HOUSTON — In the wake of Hurricane Nicholas — from Missouri City to all the way down to Dickinson — the stories are much the same. Neighbors are springing to action when they see another in need.
As the night passed, their hearts sank.
“It was really scary and then, as we were watching it, the security cams cut off so we just had no idea,” Thuy Thai said.
Thai and Judd Gottlieb’s Dickinson home was underwater. Two feet of rain and mud covered their first floor.
“You couldn’t tell where the bayou started and where it ended.

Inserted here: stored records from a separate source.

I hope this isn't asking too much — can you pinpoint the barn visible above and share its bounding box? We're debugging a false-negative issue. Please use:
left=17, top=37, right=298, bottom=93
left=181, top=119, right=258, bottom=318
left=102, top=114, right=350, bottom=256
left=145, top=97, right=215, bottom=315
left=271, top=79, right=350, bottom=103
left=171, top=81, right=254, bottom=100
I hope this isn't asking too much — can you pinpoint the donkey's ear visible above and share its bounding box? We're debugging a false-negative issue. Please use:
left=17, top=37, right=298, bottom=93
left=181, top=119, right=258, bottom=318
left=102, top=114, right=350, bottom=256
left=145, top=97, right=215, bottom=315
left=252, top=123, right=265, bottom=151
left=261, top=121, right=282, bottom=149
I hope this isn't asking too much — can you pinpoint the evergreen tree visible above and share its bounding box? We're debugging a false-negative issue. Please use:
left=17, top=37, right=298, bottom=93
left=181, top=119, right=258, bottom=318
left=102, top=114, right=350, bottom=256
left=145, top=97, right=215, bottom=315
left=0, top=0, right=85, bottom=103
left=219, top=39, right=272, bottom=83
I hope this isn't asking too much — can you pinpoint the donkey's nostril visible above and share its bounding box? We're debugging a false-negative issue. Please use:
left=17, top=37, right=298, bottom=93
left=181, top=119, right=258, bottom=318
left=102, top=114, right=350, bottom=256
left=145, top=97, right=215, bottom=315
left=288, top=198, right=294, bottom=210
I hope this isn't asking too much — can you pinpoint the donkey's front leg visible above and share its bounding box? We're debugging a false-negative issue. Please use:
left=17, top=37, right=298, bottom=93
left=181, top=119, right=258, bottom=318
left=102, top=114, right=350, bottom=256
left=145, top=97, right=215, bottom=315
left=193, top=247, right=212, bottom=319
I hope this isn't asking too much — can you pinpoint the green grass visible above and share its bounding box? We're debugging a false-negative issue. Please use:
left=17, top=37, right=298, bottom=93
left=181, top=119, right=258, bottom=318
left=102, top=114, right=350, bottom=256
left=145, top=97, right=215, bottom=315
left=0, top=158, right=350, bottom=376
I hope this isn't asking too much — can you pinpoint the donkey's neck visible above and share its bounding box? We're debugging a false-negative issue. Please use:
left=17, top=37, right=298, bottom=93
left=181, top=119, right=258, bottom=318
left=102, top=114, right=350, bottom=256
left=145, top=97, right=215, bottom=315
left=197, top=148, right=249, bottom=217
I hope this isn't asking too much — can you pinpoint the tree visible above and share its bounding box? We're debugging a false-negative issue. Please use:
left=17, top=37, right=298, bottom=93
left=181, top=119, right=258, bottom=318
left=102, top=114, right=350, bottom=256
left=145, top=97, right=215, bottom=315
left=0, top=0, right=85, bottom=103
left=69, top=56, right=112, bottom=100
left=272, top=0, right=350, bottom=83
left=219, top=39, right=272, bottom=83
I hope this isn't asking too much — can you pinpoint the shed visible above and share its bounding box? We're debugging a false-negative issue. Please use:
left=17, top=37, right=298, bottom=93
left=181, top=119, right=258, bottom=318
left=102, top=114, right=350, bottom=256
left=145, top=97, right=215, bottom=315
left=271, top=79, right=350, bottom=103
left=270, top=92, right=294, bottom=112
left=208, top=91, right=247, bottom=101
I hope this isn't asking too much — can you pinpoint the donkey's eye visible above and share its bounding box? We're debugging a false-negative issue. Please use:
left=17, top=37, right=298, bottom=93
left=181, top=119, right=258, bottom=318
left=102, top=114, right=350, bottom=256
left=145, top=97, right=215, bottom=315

It was still pretty scary,” Judd Gottlieb said.
But, immediately, they got to work with an army of helpers at their back.
“People are offering to fly in to help us, and it’s so sweet but we know everybody is dealing with their own mess right now,” Thuy said.
Down in Friendswood, Jeffrey Klima posted on Facebook that he had two generators for anyone who needed it.
“I put out on several pages across Facebook, and a respondent said she had five kids, two of them have insulin. They had been without power since 4 a.m., and she was worried about the food going bad and was also worried about the insulin,” Klima said.
The other lucky recipient was Bay Area Turning Point, a shelter for victims of domestic violence.
“Most of all, the generator lets us know that we have people in the community who care, and whenever we have a need, they will respond,” Executive Director Brenda Sykes said.
Out west, in Missouri City, Sari Groen woke to find a tree down across her driveway, when she also found her neighbor, Derek and his son Leo were already chopping it to pieces.
“I heard a chainsaw,” Groen said. “And I said, ‘hi.’ And he said, ‘I’m your neighbor and I had a chainsaw. And I saw your driveway was blocked, and I wanted to help you out.’”
“And what did you tell me to get?” Derek asked Leo.
“The chainsaw,” Leo answered.
“The chainsaw. So I knew I was ready to work bright and early today. So about six trees later, we met some new neighbors,” Derek said.
Hurricane or not, Leo said it’s just what you do.
“It just shows kindness to other people,” Leo said.